Be-Imaan (lit. 'Dishonest') is a 1972 Hindi-language film directed by Sohanlal Kanwar. The film stars Manoj Kumar, Raakhee, Premnath, Pran, Prem Chopra and Tun Tun. This film won 7 Filmfare Awards including best movie, best director and best actor.
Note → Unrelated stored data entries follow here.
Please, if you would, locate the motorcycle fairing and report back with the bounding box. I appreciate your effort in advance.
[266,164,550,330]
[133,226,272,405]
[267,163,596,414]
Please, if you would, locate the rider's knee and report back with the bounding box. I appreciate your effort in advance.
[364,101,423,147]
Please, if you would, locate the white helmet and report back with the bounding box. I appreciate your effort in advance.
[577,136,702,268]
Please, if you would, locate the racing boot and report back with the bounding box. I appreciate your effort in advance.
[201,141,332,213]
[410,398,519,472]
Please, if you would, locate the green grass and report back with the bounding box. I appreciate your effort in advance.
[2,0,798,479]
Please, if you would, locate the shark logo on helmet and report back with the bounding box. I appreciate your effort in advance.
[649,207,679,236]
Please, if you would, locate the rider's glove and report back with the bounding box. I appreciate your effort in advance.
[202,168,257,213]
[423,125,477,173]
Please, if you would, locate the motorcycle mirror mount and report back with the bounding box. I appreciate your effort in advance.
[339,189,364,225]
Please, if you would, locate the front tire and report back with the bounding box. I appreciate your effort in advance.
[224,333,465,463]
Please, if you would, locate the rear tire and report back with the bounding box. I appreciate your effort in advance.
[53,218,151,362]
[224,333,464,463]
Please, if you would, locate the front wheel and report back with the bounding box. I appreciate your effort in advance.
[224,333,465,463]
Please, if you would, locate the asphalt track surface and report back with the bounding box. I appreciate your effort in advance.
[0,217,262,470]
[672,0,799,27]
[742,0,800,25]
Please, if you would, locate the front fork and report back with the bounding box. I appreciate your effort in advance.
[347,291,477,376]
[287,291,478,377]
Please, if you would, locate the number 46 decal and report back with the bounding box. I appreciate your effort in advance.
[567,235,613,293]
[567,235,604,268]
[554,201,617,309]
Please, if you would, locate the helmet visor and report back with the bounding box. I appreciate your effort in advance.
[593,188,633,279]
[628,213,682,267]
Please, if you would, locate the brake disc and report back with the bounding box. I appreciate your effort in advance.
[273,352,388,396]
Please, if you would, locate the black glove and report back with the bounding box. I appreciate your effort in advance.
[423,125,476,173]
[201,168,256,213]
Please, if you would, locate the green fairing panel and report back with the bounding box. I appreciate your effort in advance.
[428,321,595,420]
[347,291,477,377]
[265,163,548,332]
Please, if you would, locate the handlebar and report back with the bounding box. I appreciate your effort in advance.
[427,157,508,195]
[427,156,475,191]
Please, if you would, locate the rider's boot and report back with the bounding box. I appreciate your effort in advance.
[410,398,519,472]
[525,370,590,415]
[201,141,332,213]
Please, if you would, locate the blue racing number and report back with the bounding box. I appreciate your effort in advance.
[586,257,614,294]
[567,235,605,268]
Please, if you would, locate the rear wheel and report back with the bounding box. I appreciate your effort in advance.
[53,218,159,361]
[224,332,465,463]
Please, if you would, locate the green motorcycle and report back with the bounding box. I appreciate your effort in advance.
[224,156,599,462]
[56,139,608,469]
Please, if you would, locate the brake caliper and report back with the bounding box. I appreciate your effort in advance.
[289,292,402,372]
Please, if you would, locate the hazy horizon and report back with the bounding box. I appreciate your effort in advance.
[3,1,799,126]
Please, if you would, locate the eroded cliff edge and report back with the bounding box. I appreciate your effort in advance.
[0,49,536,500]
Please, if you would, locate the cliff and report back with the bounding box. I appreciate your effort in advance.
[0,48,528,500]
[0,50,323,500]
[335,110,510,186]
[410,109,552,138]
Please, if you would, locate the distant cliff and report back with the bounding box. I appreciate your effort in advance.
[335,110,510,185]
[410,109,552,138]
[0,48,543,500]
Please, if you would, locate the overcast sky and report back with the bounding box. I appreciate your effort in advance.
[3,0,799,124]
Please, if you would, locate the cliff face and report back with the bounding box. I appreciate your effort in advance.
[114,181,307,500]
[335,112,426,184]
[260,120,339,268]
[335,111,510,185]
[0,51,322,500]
The music is by Shankar Jaikishan. The film was remade in Tamil as En Magan with Sivaji Ganesan.

==Awards==
Won

- Best Film – Sohanlal Kanwar
- Best Director – Sohanlal Kanwar
- Best Actor – Manoj Kumar
- Best Supporting Actor – Pran
- Best Music Director – Shankar Jaikishan
- Best Lyricist – Verma Malik
- Best Male Playback Singer – Mukesh

Nominated
- Best Supporting Actress – Nazima

==Cast==
- Manoj Kumar as Mohan / Shyam
- Raakhee as Sapna
- Pran as Constable Ram Singh
- Prem Chopra as Deepak Das
- Nazima as Meena
- Premnath as D. I. G. Gopal Das
- Sulochana Latkar as Mrs. Gopal Das
- Raj Mehra as Seth Jamna Das
- Snehlata as Kamini
- Rajpal

==Soundtrack==
All lyrics were written by Verma Malik and music was composed by Shankar Jaikishan.

| # | Title | Singer(s) |
|---|---|---|
| 1 | "Hum Do Mast Malang" | Kishore Kumar, Mahendra Kapoor |
| 2 | "Patla Patla Reshmi Roomal" | Mahendra Kapoor, Asha Bhosle |
| 3 | "Jai Bolo Be-Imaan Ki" | Mukesh |
| 4 | "Dekhoji Raat Ko Julam Ho Gaya" | Asha Bhosle |
| 5 | "Yeh Raakhi Bandhan Hai Aisa" | Mukesh, Lata Mangeshkar |
| 6 | "Ek Ek Ginwata Hoon" | Mukesh |
| 7 | "Main To Chali Hoon Wahan" | Sharda, Asha Bhosle |

== Reception ==

- 20th Filmfare Awards

Won

- Filmfare Best Movie Award
- Filmfare Best Actor Award for Manoj Kumar
- Filmfare Best Director Award for Sohanlal Kanwar
- Filmfare Best Music Director Award for Shankar Jaikishan
- Filmfare Best Male Playback Award for Mukesh
- Filmfare Best Lyricist Award for Verma Malik
- Filmfare Best Supporting Actor Award for Pran, who refused to accept on the grounds that the Filmfare Award for Best Music should have gone to Ghulam Mohammed and Naushad for Pakeezah and not Shankar Jaikishan for Be-Imaan.